40代も半ばを過ぎ、すっかりバッターボックスに立つ回数が減ってくると、ベンチ要員として大人しく座っていればいいものを、プライドがそれを許すことができないのか、成長著しい若手の足を引っ張ってしまったり、同期の出世に嫉妬に駆られたりと、いろいろと面倒くさいことを起こす輩もいるものだ。

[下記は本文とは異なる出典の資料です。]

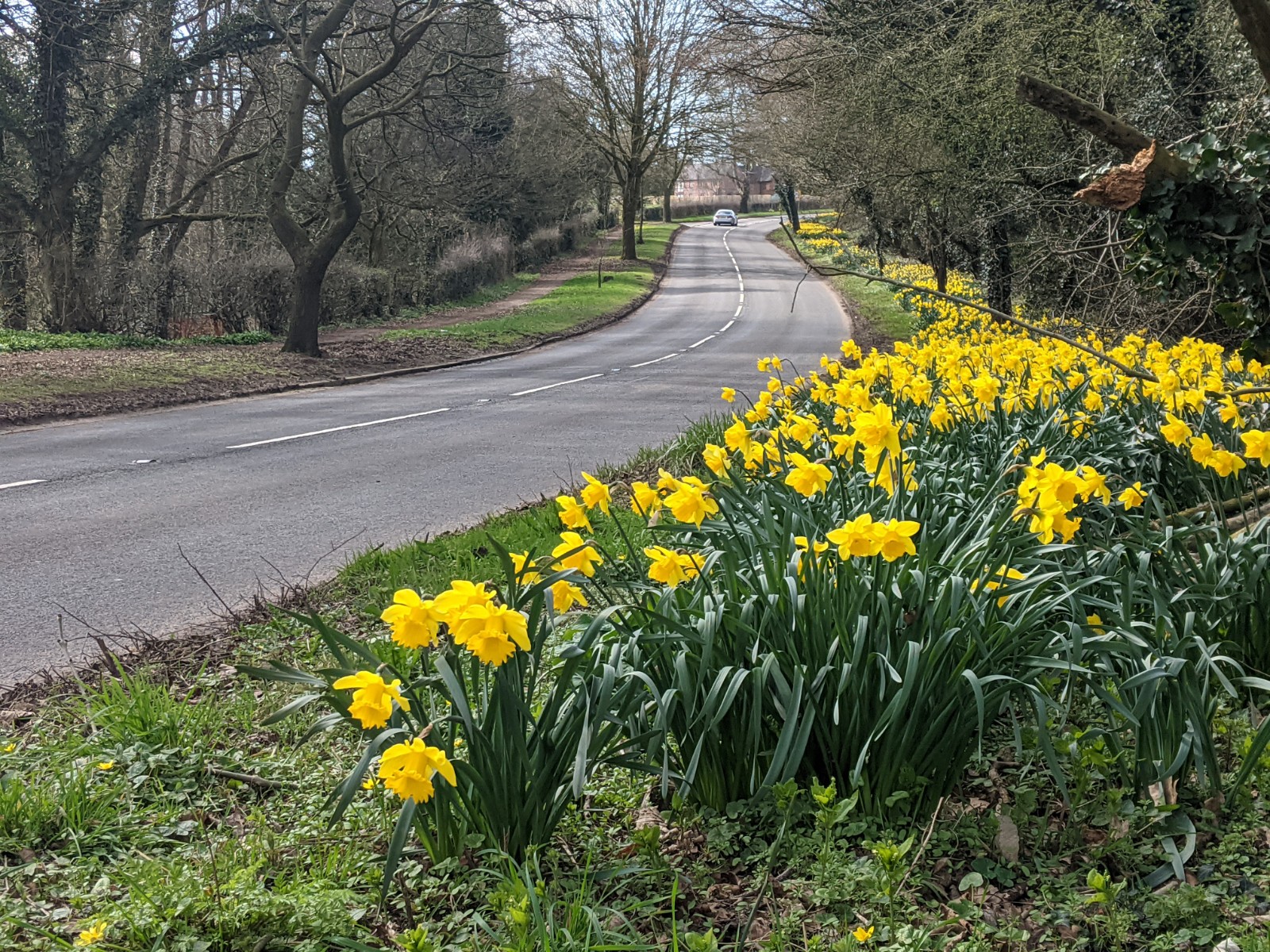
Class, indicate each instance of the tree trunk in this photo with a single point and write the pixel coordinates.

余裕をかましたふりをして、ありがたく黙って座っていればいいのに。
そこで自分の人生に集中することだ。
「近所に住む同じ年齢ぐらいの人物が〇〇会社の役員で、ハイヤーが毎朝迎えに来るんだよ。羨ましくてさ~」と、60歳近くのご年配が申していたのを聞いても、筆者は全くピンとこなかった。

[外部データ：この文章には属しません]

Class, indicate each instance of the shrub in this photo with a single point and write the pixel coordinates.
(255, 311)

サラリーマンとはそんなことを目指す為に、人生の膨大な時間とエネルギーを費やすものなのだろうか。
稀に窓際だけれども年収2,000万の人材をWindows2000と呼ぶそうだが、年収1,000万で窓際のWindows1000ぐらいの人材なら、そこそこの数は居るだろう。
Windows1000を喜んで、大人しくそこに座っていればいい。
成毛眞さんの著書『40歳を過ぎたら、三日坊主でいい。 新・ミドルエイジ論(2013)』の冒頭では、”全力”で脱力系の生き方をしろと説いている。
”全力”の脱力とは、自分以外の関心事を捨て去ることだと考える。
そして、自分の人生に集中することだ。
気を溜めて、消えかけたバッターボックスの白線を自らの手で描けば、そこからまた新たに始まる。
ひたすら自分の人生に集中するのだ。
余計なものを捨て去って、皮一枚ぐらいに削ぎ落されてしまえばいい。

40代、50代のサラリーマンが、ひたすら自分の人生に集中することはとても大切な作業だ。
「もう歳だし、肩書きや役職など興味ない。あとは自分の好きにやらせてもらう」と対外的は言っておきながら、本当に自分の人生に集中している人は少ない。

そうは言いつつもLinkedInに敏感な人もいるのでとても面白い。
余計なものを捨て去れない悲哀みたいなものがそこにはある。
バカボンのパパみたいに「これでいいのだ!」と、言い切れない何かがそこにある。
その何かが何であるかといえば、「私の人生こんなものだ」という諦めというか潔さよりも、「私の人生こんなはずではなかったのに」といった焦燥感というか被害者意識みたいなものが勝っているからだろうか。
そのような人たちは、隣近所の役員に毎朝ハイヤーがお出迎えするのを見るたびに、心が“ざらざら”するのだろう。
ハイヤー役員とはいかなくても、例えば、「俺の当初の計画では今頃は個室の一つでも与えられていたはずなのに。それがオープン・スペースに座って、向いのアホ面した部下を何で眺めていなければいけないのだ」とお嘆きのミドルは、それなりに存在しそうだと想像できる。
そのような“ざらざら”感はミドルに転職という能動的な行動に向かわせるものだろうか?
「チクショー!」と吐き出すのが精いっぱいなのではないか。
ちなみに筆者は、オフィスで隣の人に聞こえるぐらいの音量で、「チクショー!」と発した人物で、成功している人に出会ったことがない。
また、余談ではあるが、ビジネスの場面で女性を「あのアマ」と陰口を叩く男性社員にも成功している人を知らない。
さてと、それでは心の“ざらざら”を取り除くべく、現職を追われているわけでもなく、しがみつこうと思えばしがみつけるのに、わざわざ40代後半や50代で転職をする稀有な人物はいるのだろうか。

心に贅肉が付き過ぎた人物だったら、自ら望んで転職という階段を駆け上がることはないだろうけれども。